Two men, Austin Hack and Liam Corrigan, will represent Old Lyme in the Tokyo Olympic Games men’s eight rowing final Thursday night.
Like Hack and Corrigan, Eveliz Fuentes, 18, got her start in rowing on Rogers Lake. Fuentes, who just graduated from high school, picked up the sport as a freshman.
“This lake — and the boathouse — is viewed as an opportunity because a lot of people aren’t given ... the type of resources that we have here today,” Fuentes said.
You could throw a rock in the lake from the boathouse, which is named after Fred Emerson, the guy who ignited the local rowing craze.
“He meant a lot not just to Old Lyme, but to the whole shoreline community,” said Candace Fuchs, president of the Old Lyme Rowing Association.
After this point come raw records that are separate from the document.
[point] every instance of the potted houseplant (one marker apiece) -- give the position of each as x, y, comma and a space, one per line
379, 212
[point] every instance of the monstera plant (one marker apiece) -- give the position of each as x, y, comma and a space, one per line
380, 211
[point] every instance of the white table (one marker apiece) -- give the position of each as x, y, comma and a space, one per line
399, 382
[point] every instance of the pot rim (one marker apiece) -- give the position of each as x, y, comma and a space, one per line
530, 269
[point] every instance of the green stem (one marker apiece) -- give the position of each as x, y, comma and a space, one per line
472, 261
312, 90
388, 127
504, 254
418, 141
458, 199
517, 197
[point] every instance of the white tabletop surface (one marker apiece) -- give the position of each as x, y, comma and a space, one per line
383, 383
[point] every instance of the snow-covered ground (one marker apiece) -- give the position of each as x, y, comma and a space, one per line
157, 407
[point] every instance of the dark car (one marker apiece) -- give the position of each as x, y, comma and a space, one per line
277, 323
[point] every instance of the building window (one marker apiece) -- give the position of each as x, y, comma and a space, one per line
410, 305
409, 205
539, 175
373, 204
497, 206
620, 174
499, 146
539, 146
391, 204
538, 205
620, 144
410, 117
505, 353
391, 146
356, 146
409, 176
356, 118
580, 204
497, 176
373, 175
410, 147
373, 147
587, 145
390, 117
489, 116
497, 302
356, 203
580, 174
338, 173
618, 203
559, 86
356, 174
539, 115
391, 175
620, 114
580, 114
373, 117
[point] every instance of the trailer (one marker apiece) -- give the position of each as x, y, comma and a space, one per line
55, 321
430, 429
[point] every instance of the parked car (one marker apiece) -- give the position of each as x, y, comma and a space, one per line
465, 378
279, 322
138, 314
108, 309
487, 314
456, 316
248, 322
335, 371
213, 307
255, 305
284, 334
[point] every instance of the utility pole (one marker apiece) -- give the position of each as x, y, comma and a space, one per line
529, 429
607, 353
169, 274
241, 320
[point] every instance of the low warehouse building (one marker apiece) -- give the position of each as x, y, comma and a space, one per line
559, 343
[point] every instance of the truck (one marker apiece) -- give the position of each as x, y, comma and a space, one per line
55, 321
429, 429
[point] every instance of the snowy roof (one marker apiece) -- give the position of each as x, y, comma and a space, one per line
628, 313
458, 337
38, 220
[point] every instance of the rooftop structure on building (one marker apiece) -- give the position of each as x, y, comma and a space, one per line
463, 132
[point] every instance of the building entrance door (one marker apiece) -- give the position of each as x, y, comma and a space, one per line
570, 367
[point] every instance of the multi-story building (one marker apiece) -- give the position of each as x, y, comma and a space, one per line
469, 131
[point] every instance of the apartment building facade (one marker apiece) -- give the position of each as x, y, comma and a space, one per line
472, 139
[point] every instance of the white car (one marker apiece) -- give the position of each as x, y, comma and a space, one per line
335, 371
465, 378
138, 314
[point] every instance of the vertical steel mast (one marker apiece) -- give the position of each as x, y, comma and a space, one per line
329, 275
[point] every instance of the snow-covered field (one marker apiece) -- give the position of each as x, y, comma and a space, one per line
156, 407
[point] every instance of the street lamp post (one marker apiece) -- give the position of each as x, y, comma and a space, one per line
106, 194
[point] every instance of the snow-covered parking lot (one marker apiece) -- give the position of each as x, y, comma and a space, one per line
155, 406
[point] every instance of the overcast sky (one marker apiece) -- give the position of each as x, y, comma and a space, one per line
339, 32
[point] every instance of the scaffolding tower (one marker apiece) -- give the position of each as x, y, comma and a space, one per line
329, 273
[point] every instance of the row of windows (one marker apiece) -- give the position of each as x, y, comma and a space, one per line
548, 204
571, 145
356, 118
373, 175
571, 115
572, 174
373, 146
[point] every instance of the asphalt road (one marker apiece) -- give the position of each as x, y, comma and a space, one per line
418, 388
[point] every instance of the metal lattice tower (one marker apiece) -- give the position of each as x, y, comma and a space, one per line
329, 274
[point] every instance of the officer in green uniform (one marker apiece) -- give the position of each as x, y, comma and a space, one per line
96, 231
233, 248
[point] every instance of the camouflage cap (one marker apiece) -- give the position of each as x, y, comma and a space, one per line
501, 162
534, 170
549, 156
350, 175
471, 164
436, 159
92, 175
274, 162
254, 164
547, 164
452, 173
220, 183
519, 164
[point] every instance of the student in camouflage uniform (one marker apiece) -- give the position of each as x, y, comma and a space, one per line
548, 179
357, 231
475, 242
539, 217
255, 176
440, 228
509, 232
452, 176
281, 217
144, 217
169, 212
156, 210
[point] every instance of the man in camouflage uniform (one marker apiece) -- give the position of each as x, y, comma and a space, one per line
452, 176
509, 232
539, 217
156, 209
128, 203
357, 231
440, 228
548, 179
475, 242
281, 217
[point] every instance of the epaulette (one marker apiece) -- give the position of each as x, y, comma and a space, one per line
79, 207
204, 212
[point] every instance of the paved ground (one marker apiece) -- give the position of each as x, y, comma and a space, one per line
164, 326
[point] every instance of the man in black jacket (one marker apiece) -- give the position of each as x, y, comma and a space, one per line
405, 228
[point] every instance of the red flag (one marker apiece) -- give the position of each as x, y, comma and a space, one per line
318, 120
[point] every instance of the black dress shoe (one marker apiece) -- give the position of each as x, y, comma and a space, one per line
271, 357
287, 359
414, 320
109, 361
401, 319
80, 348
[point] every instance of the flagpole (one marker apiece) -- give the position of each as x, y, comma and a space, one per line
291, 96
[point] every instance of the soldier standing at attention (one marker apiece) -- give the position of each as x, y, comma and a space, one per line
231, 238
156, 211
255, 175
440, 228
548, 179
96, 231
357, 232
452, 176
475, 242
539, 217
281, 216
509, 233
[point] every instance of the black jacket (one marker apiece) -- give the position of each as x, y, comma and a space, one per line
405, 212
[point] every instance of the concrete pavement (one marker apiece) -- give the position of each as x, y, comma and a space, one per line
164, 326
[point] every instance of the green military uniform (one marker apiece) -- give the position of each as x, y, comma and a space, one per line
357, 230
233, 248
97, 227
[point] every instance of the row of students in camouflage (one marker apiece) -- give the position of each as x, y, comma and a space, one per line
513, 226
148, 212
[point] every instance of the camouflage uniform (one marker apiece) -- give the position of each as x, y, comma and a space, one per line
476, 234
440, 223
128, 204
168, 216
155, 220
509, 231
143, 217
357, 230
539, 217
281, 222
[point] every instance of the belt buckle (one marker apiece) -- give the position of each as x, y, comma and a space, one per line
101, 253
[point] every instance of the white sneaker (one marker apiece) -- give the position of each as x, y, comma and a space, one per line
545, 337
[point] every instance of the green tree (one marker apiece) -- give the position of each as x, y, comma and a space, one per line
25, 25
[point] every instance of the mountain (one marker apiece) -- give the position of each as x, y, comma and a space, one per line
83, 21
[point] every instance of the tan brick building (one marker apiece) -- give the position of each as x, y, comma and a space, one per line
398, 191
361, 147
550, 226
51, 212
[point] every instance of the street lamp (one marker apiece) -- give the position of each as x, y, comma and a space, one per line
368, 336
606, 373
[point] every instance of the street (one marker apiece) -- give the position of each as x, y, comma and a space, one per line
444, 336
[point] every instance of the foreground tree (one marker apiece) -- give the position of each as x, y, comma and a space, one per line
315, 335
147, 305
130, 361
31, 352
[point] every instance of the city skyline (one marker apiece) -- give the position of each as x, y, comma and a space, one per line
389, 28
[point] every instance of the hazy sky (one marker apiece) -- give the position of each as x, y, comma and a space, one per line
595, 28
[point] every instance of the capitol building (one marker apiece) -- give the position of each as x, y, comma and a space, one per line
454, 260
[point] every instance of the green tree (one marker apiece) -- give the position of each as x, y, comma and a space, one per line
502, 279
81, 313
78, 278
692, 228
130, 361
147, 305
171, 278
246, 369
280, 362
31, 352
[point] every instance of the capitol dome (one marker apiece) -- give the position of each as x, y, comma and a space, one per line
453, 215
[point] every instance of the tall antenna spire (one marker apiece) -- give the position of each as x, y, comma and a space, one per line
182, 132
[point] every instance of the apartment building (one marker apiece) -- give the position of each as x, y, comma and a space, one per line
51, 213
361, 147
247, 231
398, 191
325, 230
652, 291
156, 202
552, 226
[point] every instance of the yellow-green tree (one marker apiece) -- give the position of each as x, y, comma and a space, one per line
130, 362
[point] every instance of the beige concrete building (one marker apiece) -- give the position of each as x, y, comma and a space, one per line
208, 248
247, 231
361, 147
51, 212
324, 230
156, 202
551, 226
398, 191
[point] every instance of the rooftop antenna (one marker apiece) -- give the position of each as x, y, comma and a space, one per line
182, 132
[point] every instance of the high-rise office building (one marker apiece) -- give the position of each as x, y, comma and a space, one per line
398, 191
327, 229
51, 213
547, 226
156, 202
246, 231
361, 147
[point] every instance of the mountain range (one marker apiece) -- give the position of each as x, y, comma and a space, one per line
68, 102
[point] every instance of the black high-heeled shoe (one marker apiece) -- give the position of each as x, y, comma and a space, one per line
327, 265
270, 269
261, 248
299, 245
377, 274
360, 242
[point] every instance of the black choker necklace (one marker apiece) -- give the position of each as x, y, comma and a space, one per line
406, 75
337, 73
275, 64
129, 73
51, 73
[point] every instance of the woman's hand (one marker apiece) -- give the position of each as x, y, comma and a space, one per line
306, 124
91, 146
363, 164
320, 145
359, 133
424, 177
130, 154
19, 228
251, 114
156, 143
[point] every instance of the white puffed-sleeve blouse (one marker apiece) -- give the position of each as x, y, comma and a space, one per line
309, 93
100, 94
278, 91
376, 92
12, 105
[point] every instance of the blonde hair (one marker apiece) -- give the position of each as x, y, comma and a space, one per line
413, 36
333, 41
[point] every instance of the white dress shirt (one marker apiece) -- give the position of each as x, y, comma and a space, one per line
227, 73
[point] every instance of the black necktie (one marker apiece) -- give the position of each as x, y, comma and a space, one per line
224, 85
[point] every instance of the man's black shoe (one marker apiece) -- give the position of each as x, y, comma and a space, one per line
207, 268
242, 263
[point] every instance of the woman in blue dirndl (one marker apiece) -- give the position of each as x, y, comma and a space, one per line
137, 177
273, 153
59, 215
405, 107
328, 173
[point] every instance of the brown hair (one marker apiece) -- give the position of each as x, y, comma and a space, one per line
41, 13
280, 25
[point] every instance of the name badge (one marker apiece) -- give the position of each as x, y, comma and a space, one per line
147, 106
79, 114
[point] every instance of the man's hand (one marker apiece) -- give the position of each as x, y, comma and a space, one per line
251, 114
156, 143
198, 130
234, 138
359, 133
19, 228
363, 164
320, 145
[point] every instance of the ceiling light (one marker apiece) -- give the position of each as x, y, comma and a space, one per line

In addition to hosting Lyme-Old Lyme High School, the association is home to the Blood Street Sculls. Blood Street, which is on the other side of the lake in Lyme, is where Emerson was based.
“Rogers Lake is one of the finest lakes to row on here in Connecticut, and it’s really just fortunate that it has calm, flat waters and a straight 1,500-meter course, so that’s part of the reason that this grew,” Fuchs said.
And now the legends of Hack and Corrigan inspire a new generation.
“They were here at one point just like us, so for a lot of people, they could see it as that can be them one day,” Fuentes said.
Fuentes works at Old Lyme Country Club, where there’ll be a big watch party for the men’s eight gold medal rowing race.